Melbourne Uni students occupy to cut ties with Israel

Students at Melbourne Uni have occupied the Arts West building three weeks after they began their encampment in solidarity with Gaza.

“The central demand is to get Melbourne Uni to divest and cut its ties with the weapons manufacturers that are complicit in Israel’s genocide—including Lockheed Martin, Boeing, BAE Systems and Rosebank Engineering,” one of the occupiers, Cooper Forsyth, told Solidarity.

The occupiers have renamed the building “Mahmoud Hall” after a Palestinian who hoped to study at the university but was killed in Gaza during Israel’s genocidal attack.

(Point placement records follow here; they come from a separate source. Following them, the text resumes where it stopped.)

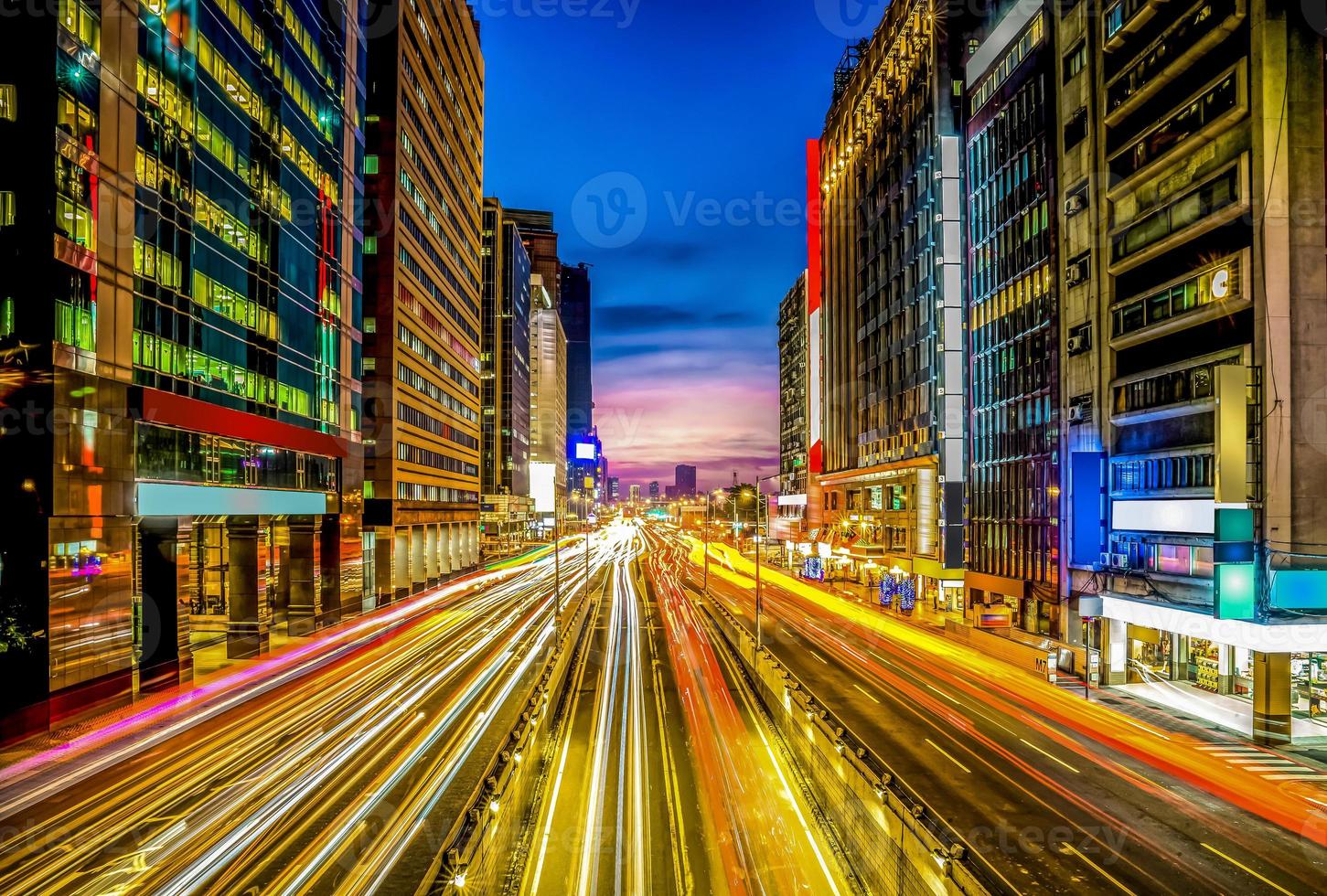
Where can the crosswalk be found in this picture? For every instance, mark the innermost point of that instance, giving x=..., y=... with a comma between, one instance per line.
x=1268, y=764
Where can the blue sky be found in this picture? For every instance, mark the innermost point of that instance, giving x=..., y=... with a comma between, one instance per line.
x=668, y=137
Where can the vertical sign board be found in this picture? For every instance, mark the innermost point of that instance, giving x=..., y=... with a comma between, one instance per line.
x=815, y=376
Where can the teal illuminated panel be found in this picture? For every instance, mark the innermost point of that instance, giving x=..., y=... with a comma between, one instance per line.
x=1235, y=525
x=1300, y=590
x=169, y=499
x=1236, y=592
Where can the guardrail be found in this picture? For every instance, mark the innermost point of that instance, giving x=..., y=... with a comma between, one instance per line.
x=899, y=845
x=479, y=846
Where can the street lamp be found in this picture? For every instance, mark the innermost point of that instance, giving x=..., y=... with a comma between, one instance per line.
x=706, y=538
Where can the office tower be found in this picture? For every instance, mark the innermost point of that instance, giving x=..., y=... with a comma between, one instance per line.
x=423, y=295
x=1014, y=352
x=891, y=229
x=576, y=320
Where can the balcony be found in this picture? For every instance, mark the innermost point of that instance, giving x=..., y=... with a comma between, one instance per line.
x=1174, y=390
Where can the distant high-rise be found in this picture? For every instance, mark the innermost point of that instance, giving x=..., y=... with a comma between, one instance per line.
x=576, y=320
x=505, y=356
x=683, y=478
x=536, y=231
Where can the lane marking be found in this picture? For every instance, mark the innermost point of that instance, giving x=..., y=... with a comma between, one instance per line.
x=945, y=752
x=1049, y=755
x=1247, y=869
x=1073, y=849
x=865, y=692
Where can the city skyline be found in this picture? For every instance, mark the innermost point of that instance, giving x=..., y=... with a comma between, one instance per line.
x=691, y=303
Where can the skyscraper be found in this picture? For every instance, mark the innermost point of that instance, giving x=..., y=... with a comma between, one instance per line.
x=576, y=320
x=683, y=478
x=891, y=222
x=1014, y=351
x=794, y=429
x=505, y=356
x=1192, y=291
x=547, y=385
x=179, y=325
x=423, y=293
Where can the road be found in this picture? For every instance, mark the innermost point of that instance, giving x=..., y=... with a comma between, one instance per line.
x=340, y=778
x=667, y=778
x=1058, y=793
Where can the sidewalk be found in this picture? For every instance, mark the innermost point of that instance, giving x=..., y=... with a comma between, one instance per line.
x=1147, y=705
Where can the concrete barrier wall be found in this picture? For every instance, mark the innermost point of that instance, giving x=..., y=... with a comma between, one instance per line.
x=1024, y=656
x=894, y=843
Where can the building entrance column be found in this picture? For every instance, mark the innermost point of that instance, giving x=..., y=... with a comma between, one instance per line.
x=430, y=554
x=303, y=613
x=1271, y=699
x=246, y=629
x=329, y=572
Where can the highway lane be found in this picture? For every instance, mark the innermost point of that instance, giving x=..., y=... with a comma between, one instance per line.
x=1011, y=764
x=337, y=781
x=667, y=778
x=751, y=796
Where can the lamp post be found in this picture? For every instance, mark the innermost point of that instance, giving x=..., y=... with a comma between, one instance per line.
x=758, y=607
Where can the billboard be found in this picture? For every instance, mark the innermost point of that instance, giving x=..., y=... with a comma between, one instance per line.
x=541, y=486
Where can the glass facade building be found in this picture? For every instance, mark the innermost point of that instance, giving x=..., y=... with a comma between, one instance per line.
x=185, y=295
x=423, y=293
x=1014, y=486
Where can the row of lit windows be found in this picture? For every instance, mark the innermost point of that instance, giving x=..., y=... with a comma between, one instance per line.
x=437, y=494
x=435, y=460
x=234, y=305
x=417, y=271
x=412, y=340
x=427, y=388
x=230, y=229
x=1002, y=303
x=412, y=303
x=1030, y=38
x=430, y=423
x=153, y=263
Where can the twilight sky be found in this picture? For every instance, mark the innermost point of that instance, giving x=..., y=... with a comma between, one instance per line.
x=668, y=137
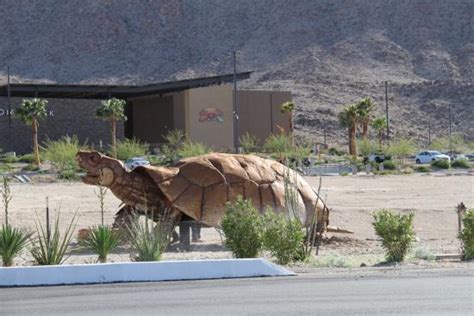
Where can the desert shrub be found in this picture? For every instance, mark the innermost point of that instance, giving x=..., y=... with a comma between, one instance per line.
x=50, y=247
x=389, y=165
x=396, y=231
x=367, y=147
x=102, y=240
x=249, y=143
x=440, y=164
x=422, y=169
x=129, y=148
x=242, y=227
x=9, y=158
x=12, y=242
x=192, y=149
x=401, y=148
x=467, y=235
x=68, y=173
x=278, y=143
x=149, y=240
x=336, y=152
x=282, y=236
x=174, y=140
x=30, y=167
x=62, y=152
x=423, y=254
x=461, y=163
x=27, y=158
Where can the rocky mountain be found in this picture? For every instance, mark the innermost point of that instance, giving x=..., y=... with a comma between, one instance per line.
x=327, y=52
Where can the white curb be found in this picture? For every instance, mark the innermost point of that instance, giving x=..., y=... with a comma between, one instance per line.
x=139, y=272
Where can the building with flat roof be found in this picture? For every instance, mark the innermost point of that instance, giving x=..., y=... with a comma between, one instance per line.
x=202, y=108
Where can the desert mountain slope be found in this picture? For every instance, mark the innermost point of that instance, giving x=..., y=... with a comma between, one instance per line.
x=328, y=53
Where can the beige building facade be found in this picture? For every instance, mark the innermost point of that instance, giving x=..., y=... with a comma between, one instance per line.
x=206, y=115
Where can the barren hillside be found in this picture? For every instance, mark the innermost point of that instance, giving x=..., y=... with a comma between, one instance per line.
x=328, y=53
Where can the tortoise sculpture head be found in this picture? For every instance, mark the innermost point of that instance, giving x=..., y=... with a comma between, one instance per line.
x=101, y=170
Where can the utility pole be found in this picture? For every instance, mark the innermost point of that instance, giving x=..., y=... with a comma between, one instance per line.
x=429, y=134
x=450, y=123
x=325, y=135
x=9, y=114
x=386, y=113
x=235, y=107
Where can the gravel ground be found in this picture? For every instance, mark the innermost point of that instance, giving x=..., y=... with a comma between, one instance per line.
x=352, y=199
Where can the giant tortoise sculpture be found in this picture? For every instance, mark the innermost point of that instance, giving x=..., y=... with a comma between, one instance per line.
x=199, y=187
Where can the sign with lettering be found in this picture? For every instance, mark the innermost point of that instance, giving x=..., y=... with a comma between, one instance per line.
x=6, y=112
x=211, y=114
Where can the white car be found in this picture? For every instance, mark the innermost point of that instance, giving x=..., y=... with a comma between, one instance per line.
x=430, y=156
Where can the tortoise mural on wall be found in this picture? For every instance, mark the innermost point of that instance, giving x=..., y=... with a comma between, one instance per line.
x=199, y=187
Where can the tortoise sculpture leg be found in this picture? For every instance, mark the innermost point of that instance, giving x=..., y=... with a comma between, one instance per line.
x=184, y=243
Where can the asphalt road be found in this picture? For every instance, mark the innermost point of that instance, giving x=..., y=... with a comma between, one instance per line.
x=433, y=293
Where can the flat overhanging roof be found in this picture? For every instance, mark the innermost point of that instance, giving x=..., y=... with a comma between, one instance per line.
x=31, y=90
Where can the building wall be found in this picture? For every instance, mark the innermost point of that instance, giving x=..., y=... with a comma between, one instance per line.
x=260, y=112
x=65, y=117
x=209, y=116
x=153, y=117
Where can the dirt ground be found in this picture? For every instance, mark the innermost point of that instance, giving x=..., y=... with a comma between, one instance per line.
x=352, y=199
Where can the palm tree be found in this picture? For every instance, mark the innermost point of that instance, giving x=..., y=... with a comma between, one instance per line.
x=364, y=111
x=112, y=110
x=288, y=108
x=348, y=118
x=31, y=112
x=380, y=124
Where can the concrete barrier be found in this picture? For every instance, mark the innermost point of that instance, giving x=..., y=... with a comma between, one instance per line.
x=139, y=272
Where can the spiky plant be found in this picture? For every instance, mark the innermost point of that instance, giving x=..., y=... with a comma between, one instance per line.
x=102, y=240
x=49, y=249
x=12, y=242
x=112, y=110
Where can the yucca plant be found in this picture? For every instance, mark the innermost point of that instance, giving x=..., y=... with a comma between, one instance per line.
x=12, y=242
x=102, y=240
x=49, y=249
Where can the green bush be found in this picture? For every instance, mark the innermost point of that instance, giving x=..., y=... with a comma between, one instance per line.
x=467, y=235
x=50, y=248
x=282, y=236
x=440, y=164
x=129, y=148
x=68, y=173
x=192, y=149
x=396, y=231
x=461, y=163
x=242, y=226
x=9, y=158
x=12, y=242
x=102, y=240
x=336, y=152
x=30, y=167
x=422, y=169
x=249, y=143
x=28, y=158
x=389, y=165
x=148, y=240
x=62, y=152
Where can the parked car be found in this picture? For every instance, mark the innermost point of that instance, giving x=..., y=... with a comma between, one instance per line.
x=458, y=157
x=430, y=156
x=132, y=163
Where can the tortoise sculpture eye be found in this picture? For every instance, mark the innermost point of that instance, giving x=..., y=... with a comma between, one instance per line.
x=94, y=158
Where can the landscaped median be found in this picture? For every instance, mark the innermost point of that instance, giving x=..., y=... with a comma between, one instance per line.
x=139, y=272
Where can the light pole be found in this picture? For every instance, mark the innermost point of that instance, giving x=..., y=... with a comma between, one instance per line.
x=450, y=123
x=235, y=113
x=386, y=113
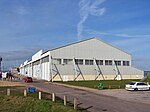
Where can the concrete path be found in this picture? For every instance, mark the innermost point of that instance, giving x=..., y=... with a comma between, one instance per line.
x=91, y=99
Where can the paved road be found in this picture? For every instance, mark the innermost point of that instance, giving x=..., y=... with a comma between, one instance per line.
x=92, y=101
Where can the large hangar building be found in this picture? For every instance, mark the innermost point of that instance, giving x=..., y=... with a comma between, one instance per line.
x=90, y=59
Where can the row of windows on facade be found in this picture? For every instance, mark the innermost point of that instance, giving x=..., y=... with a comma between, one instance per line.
x=91, y=62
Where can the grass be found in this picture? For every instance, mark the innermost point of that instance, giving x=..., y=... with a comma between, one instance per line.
x=148, y=79
x=107, y=84
x=16, y=102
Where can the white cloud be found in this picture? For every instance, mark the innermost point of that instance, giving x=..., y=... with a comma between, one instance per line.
x=90, y=31
x=88, y=7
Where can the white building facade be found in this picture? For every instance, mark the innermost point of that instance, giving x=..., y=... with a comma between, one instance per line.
x=91, y=59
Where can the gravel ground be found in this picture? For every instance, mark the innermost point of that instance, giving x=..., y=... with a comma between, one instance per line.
x=135, y=96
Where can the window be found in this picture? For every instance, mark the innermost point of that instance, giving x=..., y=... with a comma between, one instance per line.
x=118, y=63
x=56, y=61
x=108, y=62
x=126, y=63
x=88, y=62
x=99, y=62
x=67, y=61
x=79, y=61
x=45, y=59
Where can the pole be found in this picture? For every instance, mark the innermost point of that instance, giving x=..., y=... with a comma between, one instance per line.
x=25, y=93
x=65, y=100
x=53, y=97
x=0, y=62
x=8, y=92
x=40, y=95
x=75, y=103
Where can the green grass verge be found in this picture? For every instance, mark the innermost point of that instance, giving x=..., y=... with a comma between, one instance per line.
x=148, y=79
x=16, y=102
x=107, y=84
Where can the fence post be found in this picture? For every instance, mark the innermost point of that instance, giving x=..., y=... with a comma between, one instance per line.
x=53, y=97
x=75, y=103
x=25, y=93
x=40, y=95
x=8, y=92
x=65, y=100
x=147, y=83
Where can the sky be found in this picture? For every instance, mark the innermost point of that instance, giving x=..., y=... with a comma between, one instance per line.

Around 200 students began the occupation after a rally on Nakba Day, setting up banners and tents inside the building. More students joined in as they day went on.

“After we occupied the Deputy Vice-Chancellor came down to say they would call the police on us at 2.30pm,” Cooper said.

“Staff formed a picketline outside, and students prepared for them to arrive. The police came and then left. We held the building overnight despite the threat to send the police in again.

“At Melbourne University the encampment has grown massively since it was set up. The first couple of nights, there were 15 tents. There’s now over 100 tents all across one side of the South Lawn.

“People have been very receptive to it. Some people that we met leafleting have just come and set up a tent that night after talking to them in the day.

“A number of us in Uni Melb For Palestine since the start of semester have been trying to push outwards as much as possible and establish an orientation to getting more students involved.

“That hasn’t necessarily been the dominant approach. But the encampment has been a major factor in shifting that because of the amount of enthusiasm and interest in it.

“It’s created a very strong sense of community and collective culture around the campaign, which has made it easier to mobilise people.

“The level of support has produced increasing pressure on the uni, contributing to Vice-Chancellor Duncan Maskell’s resignation.

“From what we understand he had no intention of stepping down so soon. But management is very divided over what to do about the encampment. The Vice-Chancellor sent out an email saying we have a right to protest, and as long as students don’t engage in hate speech, they’re allowed to camp.

“It seems that his resignation may be related to the fact that there was a desire for much stronger action against the protest from others in management.

“The rallies in support of the camp have had an electric atmosphere and have mobilised significant numbers of people, often at extremely short notice. The largest had up to 500 people.

“The second rally marched into Arts West and stayed in the building for a little while, and then marched to the Vice-Chancellor’s office. We’ve had really strong union support. One recent rally was called by the NTEU and was supported by the students.

“Even though there’s been a lot of enthusiasm, we still need to translate that into systematic building work to capitalise on the level of interest. The next step is going from hundreds of people involved to thousands of students alongside staff—and stepping up the pressure on university management.”